Bu inanç bize varoluşsal bir tutarlılık ve güven duygusu sağlar. Eğer her
uyandığımızda bambaşka biri olacağımızı bilseydik, bu ciddi bir kaygı
yaratırdı. İnsanlar belirsizliği sevmez ve yaşamlarını anlamlandırmak için
değişmez anlamlar ve kimlikler ararlar. Milliyet, din, aile kimliği gibi
aidiyetler de bireye zaman ve mekan üstü bir devamlılık hissi verir – hepsi
özünde değişmez bir şeye ait olduğunu ima eder. Sonuç olarak, değişmez öz
fikri, psikolojik konfor ve varoluşsal güvenlik sağlar. Ölümün ve sürekli
değişimin getirdiği kaygıyı, “değişmeyen bir şeyler”e tutunarak hafifletiriz.
İnsan için sığınılacak sabit bir liman fikri, fırtınalı hayat okyanusunda huzur
verir. Bu yüzden ruhun ölümsüzlüğü, “insan doğası”nın sabit oluşu gibi
inanışlar tarihin her döneminde güçlü olmuştur.
Bilimsel
Meydan Okumalar: Kuantumdan Biyolojiye Özün Sorgulanması
- ve 21. yüzyılda bilim alanındaki
gelişmeler, geleneksel öz kavramını ciddi biçimde sarsmıştır. Farklı
disiplinlerden gelen bulgular, doğada hiçbir şeyin tamamen durağan ve
yalıtık olmadığı yönünde güçlü kanıtlar sunmaktadır. Bu da “değişmez öz”

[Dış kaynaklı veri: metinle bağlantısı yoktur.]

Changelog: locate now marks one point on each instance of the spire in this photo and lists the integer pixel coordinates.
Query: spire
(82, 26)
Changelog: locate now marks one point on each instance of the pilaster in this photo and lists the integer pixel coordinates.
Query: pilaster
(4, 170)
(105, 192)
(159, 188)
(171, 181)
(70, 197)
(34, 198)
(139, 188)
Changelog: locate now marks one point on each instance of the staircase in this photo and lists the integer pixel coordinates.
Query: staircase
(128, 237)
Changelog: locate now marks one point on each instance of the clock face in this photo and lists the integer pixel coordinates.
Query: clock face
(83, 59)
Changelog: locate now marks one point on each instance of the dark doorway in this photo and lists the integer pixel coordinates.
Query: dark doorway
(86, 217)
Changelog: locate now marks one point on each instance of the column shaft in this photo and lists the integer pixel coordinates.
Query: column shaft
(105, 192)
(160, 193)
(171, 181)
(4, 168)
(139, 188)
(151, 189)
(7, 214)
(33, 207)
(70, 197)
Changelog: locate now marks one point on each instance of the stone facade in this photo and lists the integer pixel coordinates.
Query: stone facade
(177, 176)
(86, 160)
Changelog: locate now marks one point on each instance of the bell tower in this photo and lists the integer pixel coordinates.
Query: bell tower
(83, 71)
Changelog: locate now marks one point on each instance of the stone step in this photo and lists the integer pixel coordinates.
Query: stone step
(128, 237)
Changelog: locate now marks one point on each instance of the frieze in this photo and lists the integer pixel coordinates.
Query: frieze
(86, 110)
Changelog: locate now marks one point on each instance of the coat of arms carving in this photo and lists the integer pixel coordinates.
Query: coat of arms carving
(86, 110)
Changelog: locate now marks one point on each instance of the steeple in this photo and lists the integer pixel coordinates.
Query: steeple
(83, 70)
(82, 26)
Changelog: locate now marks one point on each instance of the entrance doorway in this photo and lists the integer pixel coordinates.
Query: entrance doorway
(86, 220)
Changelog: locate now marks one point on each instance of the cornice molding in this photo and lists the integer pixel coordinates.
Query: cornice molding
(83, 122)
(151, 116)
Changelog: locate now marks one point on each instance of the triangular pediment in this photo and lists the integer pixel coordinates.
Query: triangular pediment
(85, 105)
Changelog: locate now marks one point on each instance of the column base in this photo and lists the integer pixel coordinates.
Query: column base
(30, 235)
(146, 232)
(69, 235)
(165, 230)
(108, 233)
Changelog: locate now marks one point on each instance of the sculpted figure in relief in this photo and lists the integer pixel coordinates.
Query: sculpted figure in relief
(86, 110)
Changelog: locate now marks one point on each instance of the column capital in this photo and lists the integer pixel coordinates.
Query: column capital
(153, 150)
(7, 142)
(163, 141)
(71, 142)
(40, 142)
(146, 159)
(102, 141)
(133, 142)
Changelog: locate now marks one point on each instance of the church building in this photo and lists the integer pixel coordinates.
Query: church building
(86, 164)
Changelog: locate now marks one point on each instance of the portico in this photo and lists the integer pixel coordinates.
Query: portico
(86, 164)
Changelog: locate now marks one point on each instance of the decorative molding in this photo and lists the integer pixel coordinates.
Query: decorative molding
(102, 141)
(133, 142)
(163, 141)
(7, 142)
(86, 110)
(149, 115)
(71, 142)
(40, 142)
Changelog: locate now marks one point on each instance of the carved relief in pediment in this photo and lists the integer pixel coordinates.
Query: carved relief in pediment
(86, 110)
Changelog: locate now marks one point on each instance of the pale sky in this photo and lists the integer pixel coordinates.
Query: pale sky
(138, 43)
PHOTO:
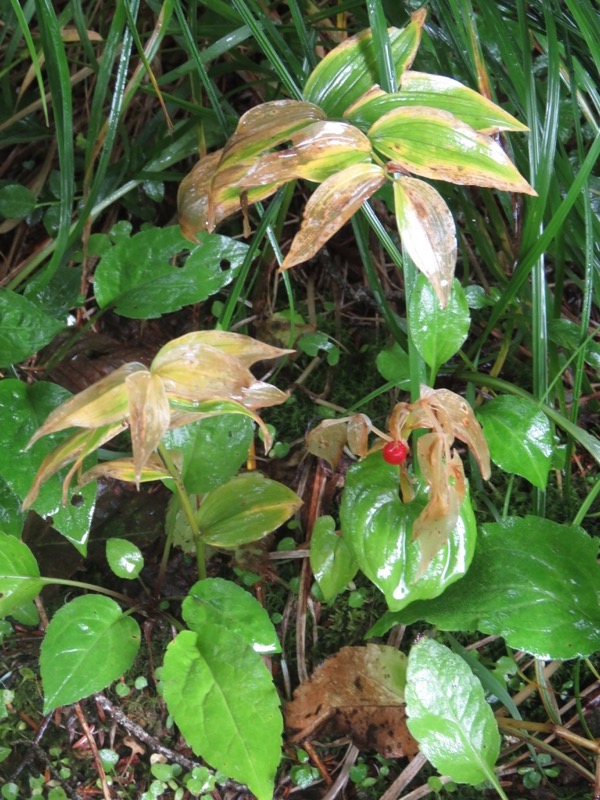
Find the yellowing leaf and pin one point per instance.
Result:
(433, 91)
(436, 144)
(332, 205)
(101, 404)
(317, 151)
(124, 469)
(200, 372)
(244, 348)
(427, 230)
(149, 416)
(75, 448)
(266, 126)
(349, 70)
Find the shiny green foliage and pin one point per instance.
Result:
(139, 278)
(331, 559)
(218, 689)
(449, 716)
(222, 602)
(378, 527)
(88, 645)
(519, 437)
(19, 574)
(532, 581)
(245, 509)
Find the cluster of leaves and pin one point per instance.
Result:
(357, 128)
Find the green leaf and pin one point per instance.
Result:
(350, 70)
(223, 700)
(435, 144)
(138, 277)
(220, 602)
(426, 227)
(519, 436)
(449, 716)
(89, 643)
(124, 558)
(378, 526)
(16, 201)
(532, 581)
(393, 365)
(24, 328)
(23, 409)
(212, 450)
(330, 206)
(19, 574)
(247, 508)
(438, 333)
(331, 559)
(434, 91)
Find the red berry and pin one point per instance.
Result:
(395, 452)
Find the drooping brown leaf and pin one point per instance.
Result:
(358, 693)
(331, 206)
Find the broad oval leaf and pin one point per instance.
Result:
(220, 602)
(449, 716)
(332, 204)
(23, 409)
(138, 279)
(532, 581)
(317, 151)
(224, 702)
(434, 91)
(24, 328)
(89, 643)
(124, 558)
(331, 559)
(378, 526)
(519, 436)
(438, 333)
(427, 230)
(435, 144)
(19, 575)
(350, 70)
(245, 509)
(211, 450)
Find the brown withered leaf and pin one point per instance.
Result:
(358, 693)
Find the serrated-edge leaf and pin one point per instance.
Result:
(223, 700)
(448, 714)
(88, 644)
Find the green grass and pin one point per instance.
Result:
(134, 95)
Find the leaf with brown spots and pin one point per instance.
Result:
(358, 693)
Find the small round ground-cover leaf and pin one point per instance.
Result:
(19, 574)
(124, 558)
(532, 581)
(245, 509)
(519, 436)
(449, 716)
(224, 702)
(222, 602)
(88, 644)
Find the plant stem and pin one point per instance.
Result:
(188, 510)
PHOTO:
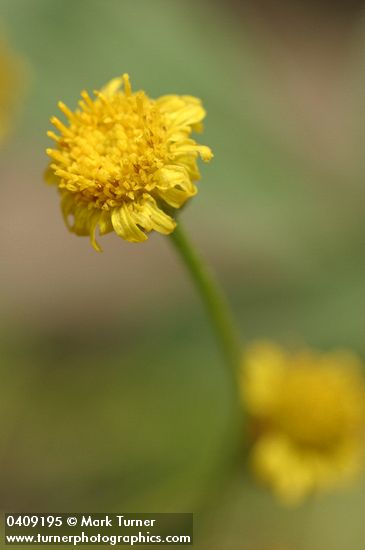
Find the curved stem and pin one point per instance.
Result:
(214, 301)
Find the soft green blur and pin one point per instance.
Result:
(114, 395)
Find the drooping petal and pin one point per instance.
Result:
(124, 224)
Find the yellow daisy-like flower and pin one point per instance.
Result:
(124, 161)
(9, 86)
(307, 414)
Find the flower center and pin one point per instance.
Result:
(112, 148)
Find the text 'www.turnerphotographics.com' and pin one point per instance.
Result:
(108, 529)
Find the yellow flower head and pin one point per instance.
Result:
(9, 86)
(124, 160)
(307, 412)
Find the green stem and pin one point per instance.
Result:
(215, 303)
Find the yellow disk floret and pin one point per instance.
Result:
(123, 161)
(307, 412)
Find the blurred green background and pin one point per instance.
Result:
(114, 397)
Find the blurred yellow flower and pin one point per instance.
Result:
(307, 413)
(124, 161)
(9, 85)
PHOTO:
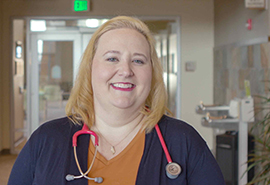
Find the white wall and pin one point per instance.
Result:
(197, 41)
(230, 22)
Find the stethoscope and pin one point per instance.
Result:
(172, 169)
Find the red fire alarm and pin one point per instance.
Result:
(249, 24)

yerine “ilişkisel ve dinamik yapı” fikrini güçlendirmektedir.
Evrimsel
Biyoloji: 19.
yüzyıla kadar biyoloji, türlerin özünün sabit olduğunu varsayan bir
yaklaşımdaydı. Örneğin Linnaeus gibi doğa tarihçileri, her türün Tanrı
tarafından ayrı ayrı yaratıldığı ve değişmez bir “tür özü” taşıdığı
düşüncesindeydi. Bu özcülük, canlıların sınıflandırılmasında temel kabul
ediliyordu. Ancak Charles Darwin’in 1859’da yayınladığı Türlerin Kökeni
eseriyle bu görüş kökten değişti. Darwin, türlerin sabit olmadığını, aksine
zaman içinde evrimleştiğini ve ortak atalardan ayrılan dallar halinde
farklılaştığını gösterdi. Bu, biyolojideki tipolojik (özcü) düşünceden
populasyon düşüncesine geçişi temsil eder. Artık bir “at”ın veya “insan”ın
değişmez özünden bahsetmek zorlaştı, zira her canlı türü çevreye uyum sağlama
sürecinde değişebiliyordu. Tür dediğimiz kategoriler, keskin özlere değil,
birbirleriyle üreyebilen popülasyonlara dayanmaya başladı. Darwin’in ünlü hayat
ağacı çizimi, canlıların sabit formlar değil, dallanıp budaklanan akrabalık
ilişkileriyle tanımlandığını ortaya koydu. Önceden örneğin “kedi özü” veya
“köpek özü” gibi düşünceler varken, Darwin sonrası bakış “kedi ve köpek aslında
çok eski bir ortak atadan gelen kuzen türlerdir” diyerek öz yerine ilişki ve
süreç vurguladı. Bu yaklaşım, canlılığın katı kategorilerden ziyade sürekli bir
değişim ve akrabalık ağı içinde anlaşılabileceğini gösterdi. Kısacası biyoloji,
değişmez öz mitini yıkarak yerine değişim ilkesini koydu: Genler mutasyonla
değişir, popülasyonlar doğal seçilimle evrilir, hiçbir tür sonsuza dek aynı
kalmaz. Modern biyolojide tür tanımları bile kesin sınırlarla değil, genetik ve
ekolojik bağlantılarla yapılır. Örneğin halkalanan türler veya hibritleşebilen
türler, özcü tür kavramının ne kadar akışkan olduğunu ortaya koyar. Ayrıca
moleküler biyoloji, hayatın temel birimi DNA’nın bile statik olmadığını,
çevresel etkilerle gen ifadelerinin değişebildiğini (epigenetik) göstermiştir.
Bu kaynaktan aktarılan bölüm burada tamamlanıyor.